As someone who has lived through history, not the least of which was the AIDS epidemic, Fierstein has a few thoughts about the coronavirus pandemic and the current political climate.
“When I see there is a vaccine for Covid and you don’t want to take it because of your freedom? I’m saying I stood in hospitals watching my friends die,” he says. “The whole idea of ‘Make America Great Again,’ is the stupidest frickin’ thing I can think of. You cannot go back. Any antique dealer will tell you, if you want to become rich, sell people back their childhoods … You can’t buy your childhood back. This America they want back never existed. It was a television show.”

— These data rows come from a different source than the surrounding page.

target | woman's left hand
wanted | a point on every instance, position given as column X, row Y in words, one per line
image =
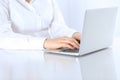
column 77, row 36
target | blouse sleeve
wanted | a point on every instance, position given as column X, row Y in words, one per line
column 12, row 40
column 58, row 27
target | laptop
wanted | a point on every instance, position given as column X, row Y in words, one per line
column 97, row 32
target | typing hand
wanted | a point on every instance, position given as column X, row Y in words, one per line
column 61, row 42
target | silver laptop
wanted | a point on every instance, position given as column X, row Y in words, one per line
column 97, row 33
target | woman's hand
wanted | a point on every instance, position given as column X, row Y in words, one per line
column 62, row 42
column 77, row 36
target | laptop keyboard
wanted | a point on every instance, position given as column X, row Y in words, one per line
column 70, row 50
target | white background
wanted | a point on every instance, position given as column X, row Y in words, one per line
column 73, row 11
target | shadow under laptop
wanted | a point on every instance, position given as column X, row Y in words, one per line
column 95, row 66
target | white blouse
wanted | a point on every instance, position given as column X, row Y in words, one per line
column 26, row 25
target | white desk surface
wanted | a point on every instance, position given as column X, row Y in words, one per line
column 37, row 65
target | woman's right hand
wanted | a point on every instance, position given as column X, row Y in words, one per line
column 61, row 42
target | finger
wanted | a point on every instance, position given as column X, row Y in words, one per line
column 67, row 45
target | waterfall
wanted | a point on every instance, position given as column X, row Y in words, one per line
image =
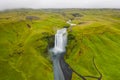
column 60, row 41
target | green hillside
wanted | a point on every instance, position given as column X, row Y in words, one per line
column 26, row 34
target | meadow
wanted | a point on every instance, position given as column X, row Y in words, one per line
column 27, row 34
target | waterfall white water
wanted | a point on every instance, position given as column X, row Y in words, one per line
column 60, row 41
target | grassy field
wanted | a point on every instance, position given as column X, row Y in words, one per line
column 25, row 35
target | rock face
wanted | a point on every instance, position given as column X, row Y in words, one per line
column 32, row 18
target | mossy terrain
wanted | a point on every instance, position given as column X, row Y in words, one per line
column 26, row 35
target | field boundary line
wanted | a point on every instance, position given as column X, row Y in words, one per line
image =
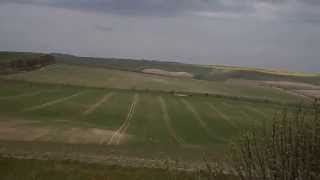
column 96, row 105
column 221, row 114
column 50, row 103
column 118, row 135
column 167, row 120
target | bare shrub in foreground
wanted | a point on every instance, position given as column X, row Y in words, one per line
column 288, row 151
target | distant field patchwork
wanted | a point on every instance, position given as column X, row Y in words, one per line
column 108, row 78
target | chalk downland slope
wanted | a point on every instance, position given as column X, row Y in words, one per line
column 110, row 78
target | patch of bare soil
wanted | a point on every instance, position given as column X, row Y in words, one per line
column 95, row 106
column 290, row 85
column 167, row 121
column 309, row 93
column 57, row 101
column 168, row 73
column 117, row 137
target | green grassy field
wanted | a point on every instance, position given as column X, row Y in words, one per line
column 107, row 78
column 72, row 114
column 11, row 56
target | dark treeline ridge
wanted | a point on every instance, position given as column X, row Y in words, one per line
column 16, row 64
column 200, row 72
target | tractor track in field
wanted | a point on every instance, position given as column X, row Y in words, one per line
column 167, row 121
column 118, row 135
column 255, row 110
column 93, row 107
column 50, row 103
column 221, row 114
column 25, row 95
column 196, row 115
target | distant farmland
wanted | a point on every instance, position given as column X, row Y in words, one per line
column 107, row 78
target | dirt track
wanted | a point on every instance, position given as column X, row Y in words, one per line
column 93, row 107
column 117, row 137
column 167, row 120
column 60, row 100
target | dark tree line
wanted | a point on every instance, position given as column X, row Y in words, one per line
column 26, row 64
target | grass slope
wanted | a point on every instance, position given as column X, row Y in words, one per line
column 108, row 78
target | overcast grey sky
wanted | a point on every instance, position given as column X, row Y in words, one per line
column 281, row 34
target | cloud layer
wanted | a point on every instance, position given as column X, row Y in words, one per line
column 272, row 33
column 308, row 10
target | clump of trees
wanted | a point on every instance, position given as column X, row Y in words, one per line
column 26, row 64
column 290, row 150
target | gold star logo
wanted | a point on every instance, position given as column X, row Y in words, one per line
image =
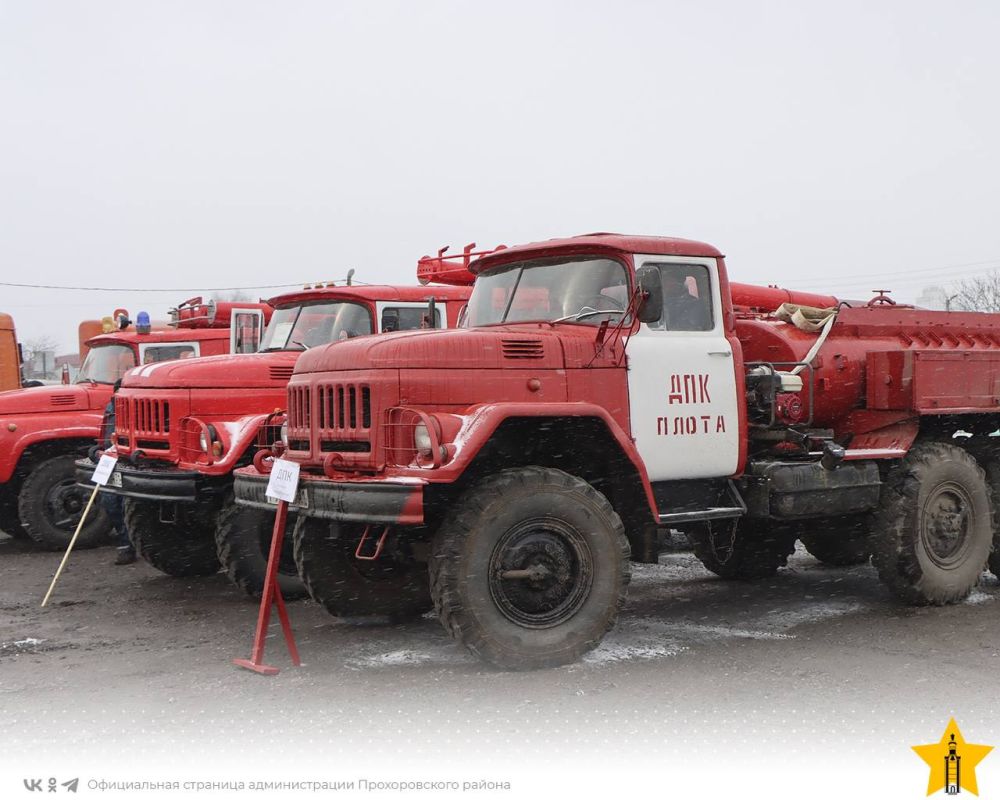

We talk about his own survivor’s guilt and the drinking he did to cope. And while our conversation remains largely focused on his formative years—Fierstein has had roles in blockbusters including “Mrs. Doubtfire,” “Independence Day” and “Mulan,” but we don’t talk about his Hollywood years here—to this day he laments a lost generation that never had a chance to to find their own voice, an opportunity to have been better last night.
“What killed me was the kids, the young people. To hold a young person in his 20s dying and you know that this is a genius in your hands and the world will never know,” he says. “There was a period you can absolutely see when American art took a dip, where real crap came in. I’m not naming those artists. They make a lot of money now. Real crap. Because we lost an entire generation of gay people. We don’t know what we lost.”
At least with Harvey Fierstein, we’ve now got a clearer picture of what we haven’t lost. And because he clearly enjoys having the last word, we’ll give it to him here, too. Buy the book. “Not to kill the surprise,” he says, “I don’t die.”